It’s also about living in the world
The weekly schedule means I have to settle for imperfect. Also being human means I have to settle for imperfect. The imperfect part is important to me. I am a perfectionist! I want what I make to be perfect. And when I say perfect I’m not talking about external criteria. I’m talking about wholeness, integrity, love.
The paradox is that this can only happen incompletely because I am incomplete. The closest I can get to feeling my way towards wholeness is to let go of any ego attachment to perfection. There is no destination, not that we can see… it’s a journey.
Are we having fun yet?
I need to work on more potentially income-producing projects before I can get serious about the comic strip/graphic novel I want to make. I hope to begin sharing the Daisi & Jane project in the fall. More on this to come. That’s when the real fun starts.
Usually I feel that I can respond to the turbulence in this world, the upheavals, the terror and suffering, the transgressions, by standing up for and encouraging what is best in us—our potential to respond to life with a creative spirit.
What I try to avoid is having opinions based on insufficient information. For example, Joe Biden: should he stay or should he go? It’s obvious that some newspapers of record are doing everything in their mighty power to make him go. It’s obvious he himself doesn’t want to go. It’s obvious that both the stay team and go team declare that their motive is to beat the other guy in November, and it’s obvious the other guy needs to be beaten. What is not obvious is what the result will be of Joe staying or going. I can imagine various different scenarios.

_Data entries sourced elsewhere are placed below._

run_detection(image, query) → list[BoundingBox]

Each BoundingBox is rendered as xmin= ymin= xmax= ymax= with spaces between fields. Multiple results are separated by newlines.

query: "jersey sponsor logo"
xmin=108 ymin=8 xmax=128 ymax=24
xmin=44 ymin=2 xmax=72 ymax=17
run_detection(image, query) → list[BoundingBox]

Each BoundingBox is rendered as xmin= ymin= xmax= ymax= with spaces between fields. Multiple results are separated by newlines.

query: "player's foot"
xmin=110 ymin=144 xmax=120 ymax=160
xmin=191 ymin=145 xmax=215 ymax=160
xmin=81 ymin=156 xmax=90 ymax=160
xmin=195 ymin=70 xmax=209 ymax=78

Beating the other guy in November seems extremely important. Ruthless, undiluted self-interest given access to one of the most powerful positions in the world is a recipe for nothing good. If ever there was a time when the system needed to work to protect itself, that time is now! And I guess I’m part of the system…

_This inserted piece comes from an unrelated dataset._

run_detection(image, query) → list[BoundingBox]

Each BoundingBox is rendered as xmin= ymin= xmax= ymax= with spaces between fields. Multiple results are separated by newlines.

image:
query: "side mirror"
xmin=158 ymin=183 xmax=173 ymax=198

I want to help people understand why it is so important to vote in the upcoming election. How best to do this? I don’t know. I’m starting with the postcard project and we’ll see where I go from here. In a few days I’m attending a workshop put on by the Center for Artistic Activism.

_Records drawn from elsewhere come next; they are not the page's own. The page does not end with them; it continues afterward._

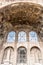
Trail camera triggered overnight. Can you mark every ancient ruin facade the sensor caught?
[0,2,43,65]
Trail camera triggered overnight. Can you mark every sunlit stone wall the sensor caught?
[0,0,43,8]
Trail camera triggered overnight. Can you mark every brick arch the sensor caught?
[30,46,42,64]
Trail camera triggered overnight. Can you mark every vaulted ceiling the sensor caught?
[0,2,43,39]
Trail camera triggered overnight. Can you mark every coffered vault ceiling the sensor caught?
[0,2,43,39]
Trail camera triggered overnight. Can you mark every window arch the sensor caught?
[18,31,26,42]
[17,47,27,63]
[7,31,15,42]
[30,47,42,63]
[29,31,38,41]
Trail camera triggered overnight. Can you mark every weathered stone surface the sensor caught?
[0,3,43,38]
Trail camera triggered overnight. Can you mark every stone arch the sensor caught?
[18,31,27,42]
[17,46,27,63]
[30,46,42,64]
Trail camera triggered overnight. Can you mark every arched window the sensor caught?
[18,31,26,42]
[17,47,27,63]
[2,47,13,63]
[30,47,42,64]
[29,31,38,41]
[7,31,15,42]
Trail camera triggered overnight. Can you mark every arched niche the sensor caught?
[7,31,16,43]
[18,31,26,42]
[29,31,38,42]
[30,46,42,64]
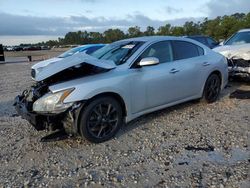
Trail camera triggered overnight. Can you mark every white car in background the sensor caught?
[213,29,250,78]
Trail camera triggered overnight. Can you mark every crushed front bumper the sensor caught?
[14,95,83,135]
[228,59,250,77]
[14,95,46,131]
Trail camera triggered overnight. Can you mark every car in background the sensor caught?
[186,35,220,49]
[213,29,250,80]
[15,36,228,143]
[31,44,105,76]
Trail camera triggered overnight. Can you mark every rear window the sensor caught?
[190,37,207,45]
[172,41,204,60]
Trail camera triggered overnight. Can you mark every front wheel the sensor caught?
[79,97,123,143]
[203,74,221,103]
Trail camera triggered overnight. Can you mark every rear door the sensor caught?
[169,40,206,100]
[130,41,178,113]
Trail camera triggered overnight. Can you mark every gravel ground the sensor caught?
[0,63,250,188]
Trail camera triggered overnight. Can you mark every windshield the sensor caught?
[225,31,250,45]
[91,41,144,65]
[58,46,83,58]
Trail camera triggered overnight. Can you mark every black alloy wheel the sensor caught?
[203,74,221,103]
[79,97,123,143]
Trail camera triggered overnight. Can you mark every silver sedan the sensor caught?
[15,36,228,143]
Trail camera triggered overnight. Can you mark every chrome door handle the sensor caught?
[203,62,210,67]
[170,69,179,74]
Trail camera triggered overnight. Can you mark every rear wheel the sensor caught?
[79,97,123,143]
[203,74,221,103]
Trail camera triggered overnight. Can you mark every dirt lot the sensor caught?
[0,63,250,188]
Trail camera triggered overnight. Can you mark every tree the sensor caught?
[144,26,155,36]
[157,24,171,35]
[171,26,185,36]
[183,21,201,35]
[104,29,125,43]
[128,26,142,38]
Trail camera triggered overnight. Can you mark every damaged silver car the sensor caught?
[15,36,228,143]
[213,29,250,80]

I rest in the comfort that what Martin Luther King, Jr. said is true:
The arc of the moral universe is long, but it bends toward justice.
I love that sentence. The picture of an ‘arc’ shows us time and space, and the bold assertion that there is a ‘moral universe’ bending toward justice, in other words, seeking justice, attracted to justice (which in itself is a word of such deep mystery), combine to make what I call art—something crafted that is far more than the sum of its parts.
I want to give kudos to all the amazing people who are working tirelessly to help the moral universe get where it wants to go.
I associate the word justice with sustainability, with balance, with the Way of Life described by Lao Tzu and others. Maybe even with having fun. Maybe the arc of the moral universe bends toward having fun. I hope so.